Hiding under my coat
Once we had set things up so that she could keep facing the ramp it wasn't too long before she could put a foot up on it and then another. That was a big change so we went back and had a break then and the next time she got about half way up the ramp. Another turn around and break and sure enough she had all four feet on the ramp and we were about ready to get her in. Of course, that would have been far too easy, so she tried to swing around again and her hind foot came off the side of the ramp, catching her hindquarters between that and the back partition door thing. A bit of a scrabble and she was back on the ramp and then in the lorry. It was such a shame though, we'd used so much patience and I was being so careful to make it a positive and easy experience for her as much as I could and I'm sure that undid a lot of it, though she's surely smart enough to be aware that she actually fell of her own accord. In a world of theoretical ideals one would go back and work through that to make sure she would be happy to load in future, but in a world of theoretical ideals you haven't been out in the freezing rain for three hours trying to load a reluctant horse, so we made the most of her being in the lorry, closed the partition and then discovered that in her stumble she had knocked the loop that one of the bolts that closes the ramp goes through and it was misaligned so we couldn't actually close the ramp.
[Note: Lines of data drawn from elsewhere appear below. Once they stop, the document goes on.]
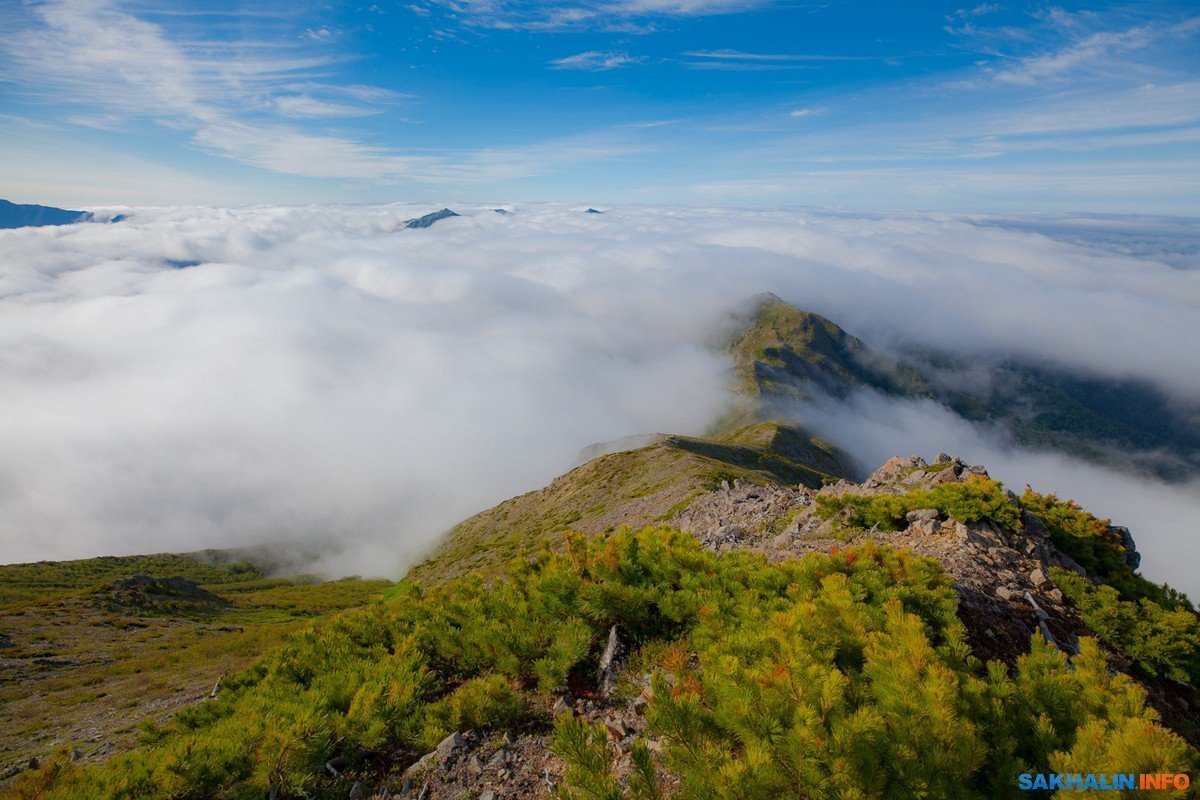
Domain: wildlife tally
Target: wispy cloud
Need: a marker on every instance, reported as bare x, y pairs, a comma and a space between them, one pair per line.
594, 61
629, 16
738, 55
97, 56
306, 107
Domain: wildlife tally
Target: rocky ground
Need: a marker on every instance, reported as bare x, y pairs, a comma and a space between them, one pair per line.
1002, 578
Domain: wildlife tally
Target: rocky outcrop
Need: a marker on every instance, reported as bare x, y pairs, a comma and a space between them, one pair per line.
429, 218
1001, 575
142, 593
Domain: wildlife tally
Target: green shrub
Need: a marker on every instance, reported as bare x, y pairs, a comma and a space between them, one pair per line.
1092, 543
1162, 642
834, 675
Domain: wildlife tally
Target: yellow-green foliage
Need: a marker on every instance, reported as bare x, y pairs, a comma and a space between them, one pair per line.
855, 681
1091, 542
841, 675
1162, 642
979, 499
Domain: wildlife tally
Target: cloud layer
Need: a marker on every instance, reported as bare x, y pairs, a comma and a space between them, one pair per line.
209, 377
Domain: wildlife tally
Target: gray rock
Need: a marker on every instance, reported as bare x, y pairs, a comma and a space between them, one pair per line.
1131, 554
607, 662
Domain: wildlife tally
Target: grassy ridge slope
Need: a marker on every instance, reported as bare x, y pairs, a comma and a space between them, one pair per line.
636, 487
77, 672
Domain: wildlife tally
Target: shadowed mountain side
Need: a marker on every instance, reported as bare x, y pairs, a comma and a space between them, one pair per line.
17, 215
635, 487
784, 355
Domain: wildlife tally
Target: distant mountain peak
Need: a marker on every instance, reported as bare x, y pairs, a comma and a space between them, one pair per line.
430, 218
17, 215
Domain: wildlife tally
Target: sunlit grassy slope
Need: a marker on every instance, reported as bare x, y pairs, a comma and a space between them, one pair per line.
636, 487
77, 671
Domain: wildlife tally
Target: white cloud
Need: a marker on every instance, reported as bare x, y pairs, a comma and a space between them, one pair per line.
594, 61
324, 376
305, 107
628, 16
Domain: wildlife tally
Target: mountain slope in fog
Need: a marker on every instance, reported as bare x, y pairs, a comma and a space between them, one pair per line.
784, 355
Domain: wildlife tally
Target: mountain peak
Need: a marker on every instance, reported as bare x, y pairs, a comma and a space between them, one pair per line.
17, 215
430, 218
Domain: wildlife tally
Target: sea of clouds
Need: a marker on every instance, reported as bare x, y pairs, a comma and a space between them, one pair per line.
323, 379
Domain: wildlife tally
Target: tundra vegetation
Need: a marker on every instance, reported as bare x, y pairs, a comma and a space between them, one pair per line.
840, 674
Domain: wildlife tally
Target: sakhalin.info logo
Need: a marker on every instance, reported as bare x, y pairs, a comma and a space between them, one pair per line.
1116, 781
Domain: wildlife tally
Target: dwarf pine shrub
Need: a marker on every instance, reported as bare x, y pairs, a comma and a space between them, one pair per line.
834, 675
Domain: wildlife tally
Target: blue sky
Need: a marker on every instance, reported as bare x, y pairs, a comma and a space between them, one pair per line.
989, 107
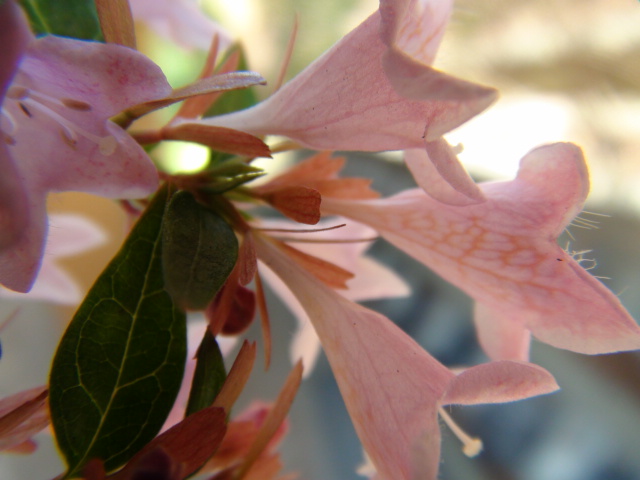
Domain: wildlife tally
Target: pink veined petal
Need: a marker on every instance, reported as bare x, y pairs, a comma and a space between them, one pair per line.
182, 21
19, 264
372, 280
13, 435
391, 386
344, 101
108, 77
501, 336
14, 214
503, 253
368, 353
68, 235
437, 171
415, 27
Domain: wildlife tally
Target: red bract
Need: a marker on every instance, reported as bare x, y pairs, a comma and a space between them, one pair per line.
503, 252
391, 386
373, 90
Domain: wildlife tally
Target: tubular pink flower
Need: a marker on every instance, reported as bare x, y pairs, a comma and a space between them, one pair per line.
68, 235
55, 121
373, 90
503, 252
391, 386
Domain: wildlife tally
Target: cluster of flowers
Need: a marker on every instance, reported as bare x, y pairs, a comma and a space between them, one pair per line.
66, 108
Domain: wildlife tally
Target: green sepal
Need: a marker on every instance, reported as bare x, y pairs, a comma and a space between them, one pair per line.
200, 251
120, 363
209, 375
68, 18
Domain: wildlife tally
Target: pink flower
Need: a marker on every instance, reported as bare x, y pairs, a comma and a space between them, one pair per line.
373, 90
22, 415
68, 235
371, 279
391, 386
503, 252
55, 120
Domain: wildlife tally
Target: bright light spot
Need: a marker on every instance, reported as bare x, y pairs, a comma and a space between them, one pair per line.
495, 141
181, 157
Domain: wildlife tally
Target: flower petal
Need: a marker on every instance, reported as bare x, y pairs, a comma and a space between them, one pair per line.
503, 253
64, 93
501, 336
437, 170
14, 37
499, 382
345, 101
182, 21
389, 383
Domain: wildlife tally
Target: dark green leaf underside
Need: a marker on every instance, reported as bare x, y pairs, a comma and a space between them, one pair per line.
200, 250
120, 363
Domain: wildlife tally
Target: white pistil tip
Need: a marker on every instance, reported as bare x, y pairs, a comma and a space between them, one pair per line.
471, 446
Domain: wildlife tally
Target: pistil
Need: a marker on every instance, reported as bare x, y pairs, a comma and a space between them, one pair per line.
471, 446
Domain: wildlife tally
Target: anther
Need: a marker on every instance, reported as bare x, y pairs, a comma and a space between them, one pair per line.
471, 446
17, 92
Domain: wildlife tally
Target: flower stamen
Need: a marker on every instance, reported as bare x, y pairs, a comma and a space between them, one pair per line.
471, 446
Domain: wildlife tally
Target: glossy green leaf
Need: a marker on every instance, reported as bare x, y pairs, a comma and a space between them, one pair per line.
200, 251
69, 18
120, 363
209, 376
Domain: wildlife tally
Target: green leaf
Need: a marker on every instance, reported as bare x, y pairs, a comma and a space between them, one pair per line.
209, 376
200, 251
230, 174
68, 18
120, 363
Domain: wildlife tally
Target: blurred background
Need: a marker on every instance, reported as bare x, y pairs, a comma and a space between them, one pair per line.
566, 70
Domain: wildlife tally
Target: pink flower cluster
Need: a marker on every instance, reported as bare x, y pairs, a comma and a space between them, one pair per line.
374, 90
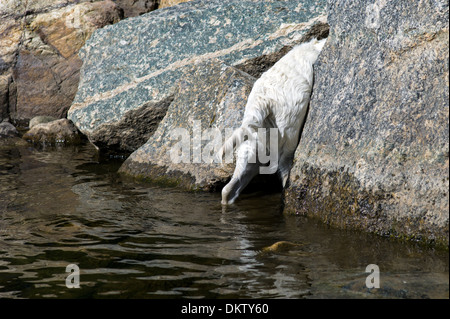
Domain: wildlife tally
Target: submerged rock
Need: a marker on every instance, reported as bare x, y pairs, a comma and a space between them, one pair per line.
40, 119
140, 60
374, 152
210, 98
61, 131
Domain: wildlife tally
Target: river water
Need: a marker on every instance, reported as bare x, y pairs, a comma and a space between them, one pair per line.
132, 240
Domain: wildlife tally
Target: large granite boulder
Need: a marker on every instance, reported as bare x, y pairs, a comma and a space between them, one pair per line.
169, 3
208, 104
138, 62
57, 132
374, 152
39, 42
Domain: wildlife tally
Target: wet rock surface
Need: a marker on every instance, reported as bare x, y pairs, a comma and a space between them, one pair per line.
140, 60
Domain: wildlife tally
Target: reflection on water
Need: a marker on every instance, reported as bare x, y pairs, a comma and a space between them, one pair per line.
61, 207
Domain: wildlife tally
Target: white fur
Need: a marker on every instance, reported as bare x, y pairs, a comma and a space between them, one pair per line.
279, 99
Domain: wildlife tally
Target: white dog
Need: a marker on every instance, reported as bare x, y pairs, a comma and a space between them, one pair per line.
279, 99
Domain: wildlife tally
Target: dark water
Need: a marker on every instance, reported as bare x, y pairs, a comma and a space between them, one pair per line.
61, 207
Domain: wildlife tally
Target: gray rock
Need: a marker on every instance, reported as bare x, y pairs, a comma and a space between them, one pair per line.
140, 60
61, 132
40, 119
211, 93
374, 152
8, 130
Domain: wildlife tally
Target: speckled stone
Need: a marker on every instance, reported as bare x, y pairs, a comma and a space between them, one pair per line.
374, 152
215, 106
140, 60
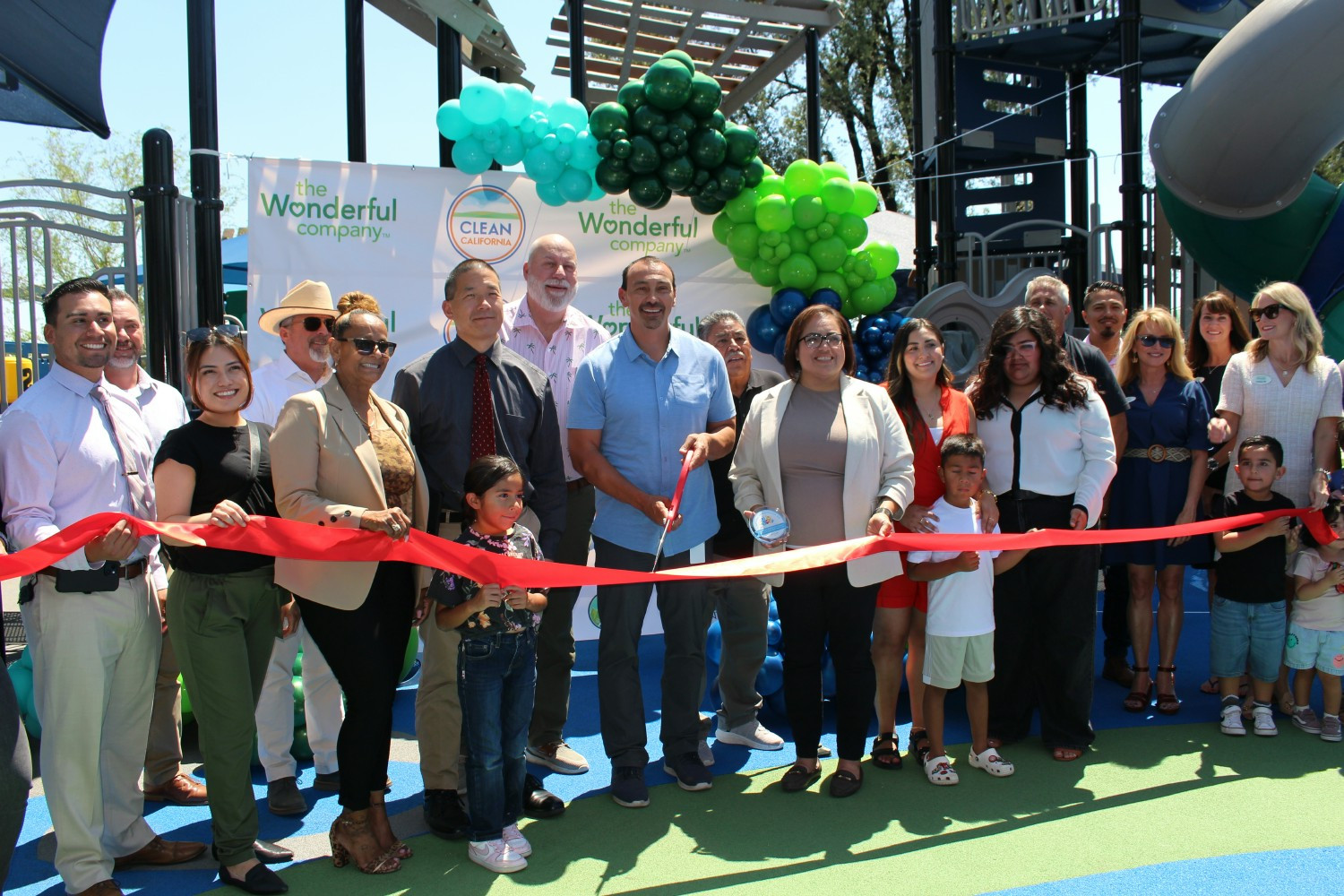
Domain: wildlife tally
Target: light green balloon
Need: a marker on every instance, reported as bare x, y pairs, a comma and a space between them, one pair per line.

Fortunately the Yard Owner's son, who drives and looks after heavy plant machinery, was on hand with his big hammer, but again having to hammer part of the lorry straight with the pony in it isn't part of that theoretical ideal.

sleepsy_mouse travelled in the back with the horse, who was very anxious about travelling but reassured by human company and apparently chattered away for most of the trip. It was only about twenty-five minutes, over past Liphook, before we could unload her at her new home and the journey went reasonably smoothly. She unloaded nicely and aside from a small nick above the coronet band on one of her hind feet she seemed happily to be largely unscathed from her little moment.

It did take a long time to get her loaded, but I'm really happy that through patience, persistence and consistency we managed to get her in the lorry without it ever having to turn into a fight. It's the first time I've ever tried to load someone else's horse for them and I'm proud that I made a decent job of it, especially as both horse and owner are as lovely a pair as you could hope to meet.